Hold the Phone: Supreme Court Rules Warrant Required for Cell Search

Source: Thinkstock

Source: Thinkstock

In today’s digital age, it’s highly probable that there are more vital pieces of information and chunks of your life on your laptop or your smart phone than in your home. In a lot of ways, we live in our technology; we leave footsteps, relationships, interests, and timelines there. We’ve all heard someone say “my life is on that phone” or “my life is on that laptop.”

Wednesday saw the federal law catch up to this reality of modern life in a Supreme Court ruling which stated: “Our answer to the question of what police must do before searching a cell phone seized incident to an arrest is accordingly simple — get a warrant.” While the case was specific to cell phone use, it is very likely that it applies to both laptops and tablets. The judgement was unanimous, with Justice Samuel Alito concurring in part and concurring in judgement, while others signed onto Justice John Roberts opinion.

The opinion listed previous background cases of note and relevance, pointing out that both phones discussed in the case — one a smart phone and one a flip phone — were relatively new technology in the grand scheme of things and “have been around for less than 15 years.

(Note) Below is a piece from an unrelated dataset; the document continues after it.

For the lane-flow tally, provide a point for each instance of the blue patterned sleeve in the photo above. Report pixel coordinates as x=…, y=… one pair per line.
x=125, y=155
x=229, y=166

Both phones are based on technology nearly inconceivable just a few decades ago,” it reads, noting that that is when other relevant cases were tried.  Now, as Roberts writes, “modern cell phones … [are] such a pervasive and insistent part of daily life that the proverbial visitor from Mars might conclude they were an important feature of human anatomy.”

While the opinion of the court reads in such a way as to quite likely affect a range of technology; the discussion of how and why cell phones are divergent in nature from other items on an arrested person — storage capacity and degree of privacy violated — casts a wider definition for that which is protected from search and seizure.

Where this may not extend is of particular note as well, especially in light of the federal privacy concerns that former contractor Edward Snowden ignited in the nation almost a year ago with NSA disclosures in part looking at phone data storage. “The scope of the privacy interests at stake is further complicated by the fact that the data viewed on many modern cell phones may in fact be stored on a remote server … a concern that the United States recognizes but cannot definitively foreclose”

On the one hand, the case serves to better protect citizen’s right to privacy and protection from invasive searches. On the other, it greatly decreases law enforcements ability to effectively and quickly investigate crimes, a disadvantage Roberts admitted, but countered by pointing to a “exigent circumstance” aspect of the Fourth Amendment, which would allow police to search sans a warrant if the public were placed in danger in an emergency or if evidence was transient and losable. He reminded the court that this change in technological capabilities has benefited law enforcement as much as it has benefited citizens. Specifically, he spoke of the ability of police to more quickly and easily get a warrant has changed with the times.

“Police officers can e-mail warrant requests to judges’ iPads [and] judges have signed such warrants and e-mailed them back to officers in less than 15 minutes,” writes Roberts. That said, other items could also be added to the list of unending technological advances made over recent years in law enforcement tools, facial recognition software, drones, etc.

For its part, the U.S. Justice Department says it will cooperate with police to put the ruling into practice, says DOJ spokeswoman Ellen Canale. “The department will work with its law-enforcement agencies to ensure full compliance with this decision. Our commitment to vigorously enforcing the criminal laws and protecting the public while respecting the privacy interests protected by the Fourth Amendment is unwavering,” said Canale, according to The Wall Street Journal.

“Modern cell phones are not just another technological convenience. With all they contain and all they may reveal, they hold for Americans ‘the privacies of life,’” writes Roberts. “The fact that technology now allows an individual to carry such information in his hand does not make the information any less worthy of the protection for which the Founders fought.”

This is a bold opinion,” Professor of Law Orin S. Kerr told The New York Times. “It is the first computer-search case, and it says we are in a new digital age. You can’t apply the old rules anymore.”